Trekking poles are a big part of my existence these days. You will see these things all over the Camino. But, of course, not everyone carries them. Many young people choose to do without. Some people just carry one pole. Some carry a single wooden staff, in the tradition of peregrinos long past. Some carry a branch they picked up along the way and fashioned into a walking stick. All I know is that I couldn’t do without them.
Next to my boots, my trekking poles are the single most important item I brought with me. They have saved me walking down steep, slippery slopes. They have helped me when I was tired and would have tripped if I was depending on just my two legs and feet. They help me establish a walking rhythm as I move along. A 1999 study in The Journal of Sports Medicine found that trekking poles can reduce compressive force on the knees by up to 25 percent. Because of the rhythm you establish, they can often increase your average speed. To be honest, I feel a bit naked when I am not using my walking poles. They are a real help on this journey.

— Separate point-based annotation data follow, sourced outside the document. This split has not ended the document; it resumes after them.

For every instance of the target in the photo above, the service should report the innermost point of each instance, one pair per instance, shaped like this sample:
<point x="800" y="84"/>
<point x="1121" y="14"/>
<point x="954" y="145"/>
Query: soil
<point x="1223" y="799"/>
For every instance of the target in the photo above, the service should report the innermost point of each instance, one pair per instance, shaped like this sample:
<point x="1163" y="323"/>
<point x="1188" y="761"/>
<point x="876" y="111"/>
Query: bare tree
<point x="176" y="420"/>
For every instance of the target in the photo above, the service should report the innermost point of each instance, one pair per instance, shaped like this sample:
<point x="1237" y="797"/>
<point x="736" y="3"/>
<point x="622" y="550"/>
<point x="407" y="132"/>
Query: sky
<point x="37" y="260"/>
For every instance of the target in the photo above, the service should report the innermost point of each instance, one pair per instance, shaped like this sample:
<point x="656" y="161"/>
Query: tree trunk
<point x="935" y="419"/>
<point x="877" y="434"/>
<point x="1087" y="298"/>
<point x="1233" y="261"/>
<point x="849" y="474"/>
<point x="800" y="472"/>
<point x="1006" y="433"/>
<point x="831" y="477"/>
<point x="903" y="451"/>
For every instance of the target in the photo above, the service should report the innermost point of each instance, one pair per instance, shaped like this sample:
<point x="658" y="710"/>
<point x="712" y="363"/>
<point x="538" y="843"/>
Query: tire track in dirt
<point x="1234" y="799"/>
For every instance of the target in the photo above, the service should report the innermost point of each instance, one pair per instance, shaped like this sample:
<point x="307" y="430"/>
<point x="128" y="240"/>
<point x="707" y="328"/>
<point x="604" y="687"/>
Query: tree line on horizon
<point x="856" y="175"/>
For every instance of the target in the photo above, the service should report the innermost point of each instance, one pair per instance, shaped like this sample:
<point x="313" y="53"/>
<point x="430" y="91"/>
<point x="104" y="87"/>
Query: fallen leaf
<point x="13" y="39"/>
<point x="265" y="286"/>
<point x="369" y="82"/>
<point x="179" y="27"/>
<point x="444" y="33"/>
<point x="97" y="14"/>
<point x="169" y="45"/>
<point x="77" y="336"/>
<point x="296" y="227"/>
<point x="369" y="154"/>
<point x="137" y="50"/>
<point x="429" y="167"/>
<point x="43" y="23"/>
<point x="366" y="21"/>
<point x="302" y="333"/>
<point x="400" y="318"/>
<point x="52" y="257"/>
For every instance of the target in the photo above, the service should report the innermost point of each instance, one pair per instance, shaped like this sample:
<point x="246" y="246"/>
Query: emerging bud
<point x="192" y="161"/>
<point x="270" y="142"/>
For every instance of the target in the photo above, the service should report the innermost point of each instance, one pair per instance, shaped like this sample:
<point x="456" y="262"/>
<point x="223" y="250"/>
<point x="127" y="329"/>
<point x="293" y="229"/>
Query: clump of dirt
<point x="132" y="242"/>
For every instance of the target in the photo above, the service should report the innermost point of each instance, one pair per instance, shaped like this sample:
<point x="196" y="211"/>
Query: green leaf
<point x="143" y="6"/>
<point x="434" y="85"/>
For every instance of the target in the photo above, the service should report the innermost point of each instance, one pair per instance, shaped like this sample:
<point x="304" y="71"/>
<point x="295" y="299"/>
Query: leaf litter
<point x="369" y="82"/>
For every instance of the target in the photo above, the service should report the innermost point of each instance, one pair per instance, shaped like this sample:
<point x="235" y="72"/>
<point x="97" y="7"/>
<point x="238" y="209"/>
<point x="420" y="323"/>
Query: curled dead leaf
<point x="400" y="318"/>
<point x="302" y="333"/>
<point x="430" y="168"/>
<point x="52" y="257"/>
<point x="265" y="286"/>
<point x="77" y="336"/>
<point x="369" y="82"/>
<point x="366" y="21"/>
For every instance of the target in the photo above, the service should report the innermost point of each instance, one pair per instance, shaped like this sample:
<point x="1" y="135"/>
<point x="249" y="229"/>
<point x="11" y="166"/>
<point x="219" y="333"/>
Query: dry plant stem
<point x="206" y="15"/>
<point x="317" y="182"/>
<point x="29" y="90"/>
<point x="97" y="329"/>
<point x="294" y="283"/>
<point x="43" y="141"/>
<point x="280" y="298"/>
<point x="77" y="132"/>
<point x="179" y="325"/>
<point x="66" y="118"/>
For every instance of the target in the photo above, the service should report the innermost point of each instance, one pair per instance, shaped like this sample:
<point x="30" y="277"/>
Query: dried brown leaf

Most profoundly, trekking poles remind me that I cannot do this walk (or my life) by myself. I need help. That is the most difficult thing for me to admit in my life. I want to be able to do it alone. I want to be able to utilize only my own resources. I don’t want to admit that I can lose my balance and fall (literally and metaphorically). Taking walking/trekking poles is an acknowledgement of my weakness. Luckily, I can still look cool with these light, sleek, collapsible, foldable aluminum sticks.
Today was one of those days of weakness. We chose an alternativo route and things ended up taking longer than I had hoped. My ankles hurt. The wind was cold. We were alone on much of the alternative path. What was to be a short day turned our a bit longer (somewhere around 15 to 17 miles). Along the path there was a sign painted with some graffiti that read, “think of 10 things you are grateful for.” I was too frustrated at the time to take a picture of the sign, but I did heed its advice. The first thing I thought of was having Lena as a partner to do this with. But I assure you that among the things I was most grateful for was my trekking poles—and what they teach me about life.
One more thing. This morning, We were given a rainbow. Draw your own conclusions.